Nehmen wir als Beispiel die palästinensischen Selbstmordattentäter. Die jungen Männer Palästinas leben ein Leben der Zukunftslosigkeit, Aussichtslosigkeit und Bedrängnis, der Sackgassen, der Erniedrigung und Verachtung, ein Leben, das sie täglich ihrer Würde beraubt. Das trifft auch Frauen, auch ihre Würde wird mit Füssen getreten. Selbstachtung von Männern ist aber verschieden von der Selbstachtung von Frauen. Sie hängt bei beiden eng mit ihren Rollen zusammen, die ihnen sehr Verschiedenes abverlangt, Scheitern unterschiedlich definiert und bewertet. Für Frauen und Männer gibt es in diesem Geschlechterregime jeweils unterschiedliche Demütigungen, die nach diesen Vorstellungen nur mit dem eigenen Tod oder dem Mord beantwortet werden können. Bleiben die jungen Männer in ihren alten Rollen verhaftet, so erscheint vielen die einzige Antwort auf die Erniedrigungen die Gewalt, der Massenmord, verursacht durch das Selbstopfer. Der gewaltlose Widerstand, wie er seit vielen Jahren in Bi’lin und anderen palästinensischen Gemeinden geübt wird, erfordert neben politischen Konsequenzen ein verändertes Rollenverständnis und zeigt darüber hinaus, dass dies auch möglich ist. Auch bei den sog. Ehrenmorden sind es die Männer, deren „Ehre“ ihnen verletzt erscheint und den Tod der Frau erfordert. Daran will die Mehrheitsgesellschaft nicht schuld sein. Sie ist es aber, denn der finalen Entehrung gehen die vielen Ehrverletzungen durch tägliche kleine Demütigungen, Beleidigungen, Verachtung und oftmals Verhöhnung voraus. Aber nur verbunden mit Perspektivlosigkeit und Enge sind die gewaltsamen Entladungen begreifbar.

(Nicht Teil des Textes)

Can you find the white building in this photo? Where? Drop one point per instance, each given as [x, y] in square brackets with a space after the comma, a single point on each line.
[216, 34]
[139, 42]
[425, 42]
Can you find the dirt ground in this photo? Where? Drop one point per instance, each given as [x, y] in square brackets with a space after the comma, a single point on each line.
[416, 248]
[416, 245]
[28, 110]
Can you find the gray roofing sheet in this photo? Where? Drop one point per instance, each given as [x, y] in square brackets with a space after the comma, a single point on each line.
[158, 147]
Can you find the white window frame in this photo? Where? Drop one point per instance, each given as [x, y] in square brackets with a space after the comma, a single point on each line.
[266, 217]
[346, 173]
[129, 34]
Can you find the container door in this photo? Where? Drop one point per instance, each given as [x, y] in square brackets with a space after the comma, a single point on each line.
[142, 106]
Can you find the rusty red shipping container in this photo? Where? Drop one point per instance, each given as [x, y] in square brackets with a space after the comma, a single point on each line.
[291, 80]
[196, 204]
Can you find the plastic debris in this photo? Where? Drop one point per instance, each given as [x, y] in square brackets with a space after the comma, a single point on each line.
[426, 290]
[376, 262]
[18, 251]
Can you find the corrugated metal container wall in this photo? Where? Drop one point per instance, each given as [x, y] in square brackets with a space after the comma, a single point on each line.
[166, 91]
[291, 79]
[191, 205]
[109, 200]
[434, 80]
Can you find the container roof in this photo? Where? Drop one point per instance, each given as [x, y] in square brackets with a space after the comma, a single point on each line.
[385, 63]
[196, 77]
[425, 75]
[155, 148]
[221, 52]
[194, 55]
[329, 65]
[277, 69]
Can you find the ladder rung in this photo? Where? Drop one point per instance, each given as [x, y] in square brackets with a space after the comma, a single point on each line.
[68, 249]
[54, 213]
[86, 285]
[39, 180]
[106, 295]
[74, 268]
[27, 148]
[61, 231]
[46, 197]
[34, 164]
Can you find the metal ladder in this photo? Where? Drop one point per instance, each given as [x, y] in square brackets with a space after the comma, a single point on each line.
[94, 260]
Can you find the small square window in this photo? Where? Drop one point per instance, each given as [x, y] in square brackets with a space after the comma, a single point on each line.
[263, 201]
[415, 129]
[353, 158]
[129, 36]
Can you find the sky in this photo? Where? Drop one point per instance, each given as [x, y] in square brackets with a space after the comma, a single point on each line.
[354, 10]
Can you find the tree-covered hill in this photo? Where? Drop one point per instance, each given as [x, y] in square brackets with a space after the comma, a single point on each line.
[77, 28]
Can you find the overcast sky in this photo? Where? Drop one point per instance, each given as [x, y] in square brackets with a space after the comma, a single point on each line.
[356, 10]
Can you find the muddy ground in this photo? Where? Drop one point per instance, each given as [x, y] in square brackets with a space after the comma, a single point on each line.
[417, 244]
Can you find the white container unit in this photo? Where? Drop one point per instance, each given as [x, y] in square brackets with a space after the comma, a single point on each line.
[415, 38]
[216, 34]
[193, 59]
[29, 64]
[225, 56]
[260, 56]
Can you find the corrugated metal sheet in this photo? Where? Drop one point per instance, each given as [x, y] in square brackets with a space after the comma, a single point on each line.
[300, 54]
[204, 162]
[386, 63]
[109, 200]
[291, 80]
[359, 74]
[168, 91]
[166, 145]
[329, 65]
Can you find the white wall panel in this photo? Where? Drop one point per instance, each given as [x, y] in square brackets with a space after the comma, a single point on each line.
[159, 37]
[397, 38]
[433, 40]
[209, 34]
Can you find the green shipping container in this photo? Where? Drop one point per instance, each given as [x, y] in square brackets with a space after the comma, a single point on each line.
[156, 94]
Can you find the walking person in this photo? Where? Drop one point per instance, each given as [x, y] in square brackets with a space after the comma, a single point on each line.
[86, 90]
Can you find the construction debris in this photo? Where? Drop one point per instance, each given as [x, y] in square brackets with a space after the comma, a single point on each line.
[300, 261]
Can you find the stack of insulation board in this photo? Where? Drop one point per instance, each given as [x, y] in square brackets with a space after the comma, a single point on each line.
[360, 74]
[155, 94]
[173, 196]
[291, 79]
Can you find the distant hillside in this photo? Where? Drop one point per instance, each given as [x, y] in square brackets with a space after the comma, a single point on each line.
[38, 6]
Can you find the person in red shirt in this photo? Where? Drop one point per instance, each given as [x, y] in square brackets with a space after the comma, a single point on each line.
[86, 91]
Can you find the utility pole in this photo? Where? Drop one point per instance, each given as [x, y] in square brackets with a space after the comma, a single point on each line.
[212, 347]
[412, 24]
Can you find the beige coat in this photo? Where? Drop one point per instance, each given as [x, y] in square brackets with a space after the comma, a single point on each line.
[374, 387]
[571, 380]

Im Vorkriegsjugoslawien waren Männer auf allen Seiten für Nationalismus und Chauvinismus leicht zu gewinnen, weil sie im Zusammenbruch des Sozialismus nicht auf Ersatzrollen zurückgreifen konnten wie die Frauen. Frauen und Männer haben damals massenhaft ihre Arbeitsplätze verloren. Frauen hatten danach eine alte, aber taugliche und hilfreiche Rolle zur Verfügung, in die sie schlüpfen konnten. Ohne Job sind Frauen immer noch Mütter und Organisatorinnen des häuslichen und familiären Lebens. Sie verlegten ihren Schwerpunkt auf die Subsistenzarbeit, ihre familiären und nachbarschaftlichen Netzwerke wurden wichtig und fruchtbar. Ihr Ansehen stieg. Nicht so bei den Männern. Der Verlust ihrer Erwerbsarbeit, ihres Einkommens, das ja höher war, als das ihrer Frauen und ihnen dadurch in den Familien eine dominante Rolle sicherte, bedeutete den Verlust ihres alten Ansehens; sie wurden nicht nur arbeits-, sondern bedeutungslos, spielten, tranken – und wurden unnütze Esser. So demoralisiert waren sie für den nationalistischen und separatistischen Amoklauf benutzbar. Dieser gab ihnen Bedeutung, Macht. Männermacht, die sich auch gegen die eigenen Frauen richtete, vor allem aber gegen die Frauen des Feindes. Der nationalistische Amoklauf ist im Übrigen immer weniger gefährlich und deshalb wahrscheinlich auch beliebter als der individuelle Amoklauf, der für einen selber ja meist tödlich endet.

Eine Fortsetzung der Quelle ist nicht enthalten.